Exploring this question, I knew, would require traveling to Haiti myself. And since I was both unfamiliar with the Creole language and wary of traveling alone in a developing country, it made sense to go with a group. But choosing the right outfit was a dizzying proposition. The profusion of volunteer-assisted development organizations operating in Haiti—ranging from church mission groups to grassroots art collectives to renowned multinational corporations like Partners In Health—had prompted the American media to coin a nickname for the country after the earthquake: “the Republic of NGOs.” And, in a sign that Haiti is already moving toward commercial tourism, there were newer travel opportunities too—ones with more of an educational focus, like nature photography, yoga workshops, and art festivals.
One option I didn’t have: mainstream tour companies, which aren’t offering itineraries yet. But since there was so much rebuilding to do, it seemed the best interim step for experiencing the country was through voluntourism. So I chose a nine-day trip with a small Boston-based tour operator, Elevate Destinations, which combined volunteer work (with Let Haiti Live) and trips to some of Haiti’s most famous attractions (Jacmel’s art galleries, southern-coast beaches, waterfall-fed forest pools). I especially liked that Elevate Destinations required trip participants to spend several weeks fund-raising before the trip; that meant that the money we raised (about $10,000) would cover all the building and educational materials we’d be using, as well as our own food and transport. No one in Haiti, in other words, would have to put themselves out for us.
“Bucket!” a deep, Creole-inflected voice sang up to me. “BucketBucketBucket!”

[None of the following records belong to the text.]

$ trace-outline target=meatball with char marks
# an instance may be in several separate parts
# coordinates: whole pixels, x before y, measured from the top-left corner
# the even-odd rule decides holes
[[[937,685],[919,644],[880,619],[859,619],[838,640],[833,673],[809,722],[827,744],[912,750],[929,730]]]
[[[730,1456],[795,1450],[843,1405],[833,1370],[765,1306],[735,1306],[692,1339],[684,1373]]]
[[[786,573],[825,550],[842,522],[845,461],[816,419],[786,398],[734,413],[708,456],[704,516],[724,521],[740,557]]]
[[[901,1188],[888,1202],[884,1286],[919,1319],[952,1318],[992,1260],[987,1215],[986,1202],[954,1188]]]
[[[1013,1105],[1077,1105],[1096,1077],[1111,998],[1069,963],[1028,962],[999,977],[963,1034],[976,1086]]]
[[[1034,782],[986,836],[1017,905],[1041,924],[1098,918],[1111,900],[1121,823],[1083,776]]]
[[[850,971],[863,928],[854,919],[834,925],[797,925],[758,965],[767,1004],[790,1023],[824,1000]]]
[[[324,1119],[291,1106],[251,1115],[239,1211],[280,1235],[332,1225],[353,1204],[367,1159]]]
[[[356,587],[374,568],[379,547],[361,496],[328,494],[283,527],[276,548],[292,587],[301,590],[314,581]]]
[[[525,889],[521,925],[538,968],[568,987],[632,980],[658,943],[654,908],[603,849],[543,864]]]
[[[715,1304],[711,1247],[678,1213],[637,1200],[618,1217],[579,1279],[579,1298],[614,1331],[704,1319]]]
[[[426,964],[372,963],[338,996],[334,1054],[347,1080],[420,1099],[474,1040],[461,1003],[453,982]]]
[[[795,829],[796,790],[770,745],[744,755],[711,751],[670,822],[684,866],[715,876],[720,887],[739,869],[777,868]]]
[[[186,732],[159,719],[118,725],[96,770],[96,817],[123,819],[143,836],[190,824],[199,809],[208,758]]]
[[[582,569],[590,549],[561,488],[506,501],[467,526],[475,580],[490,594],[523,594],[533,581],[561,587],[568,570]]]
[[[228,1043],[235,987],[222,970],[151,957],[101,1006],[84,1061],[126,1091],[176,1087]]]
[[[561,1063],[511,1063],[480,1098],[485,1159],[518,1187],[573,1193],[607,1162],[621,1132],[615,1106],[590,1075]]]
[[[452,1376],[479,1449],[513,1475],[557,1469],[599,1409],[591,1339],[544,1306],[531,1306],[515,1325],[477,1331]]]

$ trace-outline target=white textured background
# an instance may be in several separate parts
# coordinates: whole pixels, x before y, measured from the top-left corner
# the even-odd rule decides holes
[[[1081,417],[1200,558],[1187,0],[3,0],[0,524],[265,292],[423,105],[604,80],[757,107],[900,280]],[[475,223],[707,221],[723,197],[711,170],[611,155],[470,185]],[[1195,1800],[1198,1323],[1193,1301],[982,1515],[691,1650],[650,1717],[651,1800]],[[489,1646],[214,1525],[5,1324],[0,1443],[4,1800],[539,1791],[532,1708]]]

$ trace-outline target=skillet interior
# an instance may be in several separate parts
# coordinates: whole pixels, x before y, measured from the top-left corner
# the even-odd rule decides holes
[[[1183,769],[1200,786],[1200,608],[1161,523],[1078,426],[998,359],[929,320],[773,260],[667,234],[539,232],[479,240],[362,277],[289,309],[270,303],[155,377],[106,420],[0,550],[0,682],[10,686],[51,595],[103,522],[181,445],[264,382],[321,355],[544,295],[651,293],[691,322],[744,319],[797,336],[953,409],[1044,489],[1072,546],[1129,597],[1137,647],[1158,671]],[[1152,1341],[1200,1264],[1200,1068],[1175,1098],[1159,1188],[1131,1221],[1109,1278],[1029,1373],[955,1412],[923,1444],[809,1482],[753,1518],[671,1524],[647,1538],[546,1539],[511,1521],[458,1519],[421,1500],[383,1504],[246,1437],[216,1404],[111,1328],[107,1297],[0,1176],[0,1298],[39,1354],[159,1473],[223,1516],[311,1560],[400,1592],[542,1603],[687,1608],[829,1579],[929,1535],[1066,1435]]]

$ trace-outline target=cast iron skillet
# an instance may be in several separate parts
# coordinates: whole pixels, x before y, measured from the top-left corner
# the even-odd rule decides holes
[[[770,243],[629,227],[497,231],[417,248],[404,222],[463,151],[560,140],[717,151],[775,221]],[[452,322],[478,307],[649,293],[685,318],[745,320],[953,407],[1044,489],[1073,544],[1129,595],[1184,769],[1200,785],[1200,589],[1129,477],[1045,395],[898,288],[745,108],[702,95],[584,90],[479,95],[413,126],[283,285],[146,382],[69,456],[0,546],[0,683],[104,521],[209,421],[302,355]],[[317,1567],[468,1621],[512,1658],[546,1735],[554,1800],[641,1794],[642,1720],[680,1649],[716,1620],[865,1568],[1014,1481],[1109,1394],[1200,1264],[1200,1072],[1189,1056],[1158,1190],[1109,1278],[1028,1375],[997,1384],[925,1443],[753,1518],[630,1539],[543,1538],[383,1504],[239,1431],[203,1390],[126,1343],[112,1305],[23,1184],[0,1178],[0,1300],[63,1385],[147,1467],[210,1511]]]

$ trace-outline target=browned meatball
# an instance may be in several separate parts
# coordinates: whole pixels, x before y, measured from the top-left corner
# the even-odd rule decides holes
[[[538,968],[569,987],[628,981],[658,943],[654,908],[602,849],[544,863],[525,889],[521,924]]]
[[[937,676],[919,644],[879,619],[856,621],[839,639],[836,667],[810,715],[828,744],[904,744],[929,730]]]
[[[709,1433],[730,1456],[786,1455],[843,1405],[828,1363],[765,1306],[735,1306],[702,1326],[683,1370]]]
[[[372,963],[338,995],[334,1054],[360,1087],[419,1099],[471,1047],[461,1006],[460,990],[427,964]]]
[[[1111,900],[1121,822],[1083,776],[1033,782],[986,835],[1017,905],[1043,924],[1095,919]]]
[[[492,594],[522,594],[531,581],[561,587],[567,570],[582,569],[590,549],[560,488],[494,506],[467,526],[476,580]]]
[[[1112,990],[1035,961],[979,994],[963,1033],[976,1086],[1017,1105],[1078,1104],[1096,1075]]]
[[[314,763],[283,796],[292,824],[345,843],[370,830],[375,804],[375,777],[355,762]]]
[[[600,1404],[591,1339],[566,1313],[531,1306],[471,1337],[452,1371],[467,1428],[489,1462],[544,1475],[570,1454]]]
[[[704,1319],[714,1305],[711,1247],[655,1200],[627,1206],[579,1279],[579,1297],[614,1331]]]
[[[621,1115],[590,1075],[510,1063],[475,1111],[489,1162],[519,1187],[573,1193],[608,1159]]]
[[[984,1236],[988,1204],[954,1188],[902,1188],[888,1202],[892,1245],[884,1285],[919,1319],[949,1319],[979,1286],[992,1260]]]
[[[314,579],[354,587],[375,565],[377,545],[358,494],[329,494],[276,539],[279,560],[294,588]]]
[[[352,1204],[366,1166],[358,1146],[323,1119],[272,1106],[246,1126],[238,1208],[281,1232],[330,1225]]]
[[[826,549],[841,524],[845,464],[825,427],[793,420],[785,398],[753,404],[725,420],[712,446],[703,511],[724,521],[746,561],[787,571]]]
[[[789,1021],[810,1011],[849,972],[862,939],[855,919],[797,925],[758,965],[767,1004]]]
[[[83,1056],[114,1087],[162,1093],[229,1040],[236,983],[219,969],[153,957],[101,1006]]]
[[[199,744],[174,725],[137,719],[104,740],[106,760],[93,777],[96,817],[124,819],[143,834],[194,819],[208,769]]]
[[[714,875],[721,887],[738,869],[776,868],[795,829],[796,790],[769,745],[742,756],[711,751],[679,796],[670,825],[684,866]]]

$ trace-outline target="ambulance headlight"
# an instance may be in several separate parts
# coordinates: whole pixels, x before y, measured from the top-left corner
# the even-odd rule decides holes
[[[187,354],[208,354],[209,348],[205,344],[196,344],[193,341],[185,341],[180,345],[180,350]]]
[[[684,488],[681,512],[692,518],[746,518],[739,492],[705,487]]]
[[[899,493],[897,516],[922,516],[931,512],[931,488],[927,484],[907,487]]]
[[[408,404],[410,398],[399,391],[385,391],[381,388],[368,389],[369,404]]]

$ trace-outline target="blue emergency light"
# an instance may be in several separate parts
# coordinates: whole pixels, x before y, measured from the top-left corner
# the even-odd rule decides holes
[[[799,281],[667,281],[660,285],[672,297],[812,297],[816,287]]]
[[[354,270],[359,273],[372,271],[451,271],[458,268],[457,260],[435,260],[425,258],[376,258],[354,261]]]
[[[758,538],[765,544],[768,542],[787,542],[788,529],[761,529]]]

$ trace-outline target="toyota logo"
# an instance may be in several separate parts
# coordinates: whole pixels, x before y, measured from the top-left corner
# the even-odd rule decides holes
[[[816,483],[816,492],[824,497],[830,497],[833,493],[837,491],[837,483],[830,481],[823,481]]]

From where I stood, partway up a steep, crumbling dirt hillside on the south coast of Haiti, the owner of the voice was invisible. But then Ernst, a tall young man with bare shoulders like gleaming obsidian, rounded a stand of boulders just below me. From his hands swung two plastic five-gallon buckets, each heavy with rocks. Grinning, he thrust the buckets up toward me; I took them, staggering a little from their weight. Luckily, I had to lurch only about a dozen steps up the hill before handing them off to the next person on line.
It was the fourth day I’d spent on the hillside, in the small village of Cyvadier overlooking the sapphire-blue Bay of Jacmel. Each morning, before the late-July temperatures climbed above 100 degrees, some 25 locals and visiting American volunteers gathered at the base of this 400-foot slope. There sat a giant heap of rocks, next to a dirt trail that snaked up between slabs of porous stone, flowering shrubs, munching goats, and yellow butterflies. Our task was simple, and Sisyphean: move the rocks from the bottom of the hill to the top.
At the summit, a local community-building organization called Let Haiti Live had its headquarters. The compound consisted of two cement buildings—where dozens of village children attended classes in agronomy and environmental conservation—and a small lean-to where cooks prepared meals for the kids over an open charcoal fire. Our pile of rocks would form the walls of a new kitchen—one that could feed more kids, more ecologically and safely.
A backhoe could have done the job in an hour, if there had been a backhoe—and a road for it to drive on, and cash to pay the driver. But since there were none of those things, we had strung ourselves each day along the trail and, sweating through our clothes in the punishing heat, passed the load bit by bit, like an old-time fire brigade putting out a blaze.
The project, in the scope of things, was tiny; the effort required to achieve it, huge. But this, it seemed, was the way that things got done in Haiti: the hard way.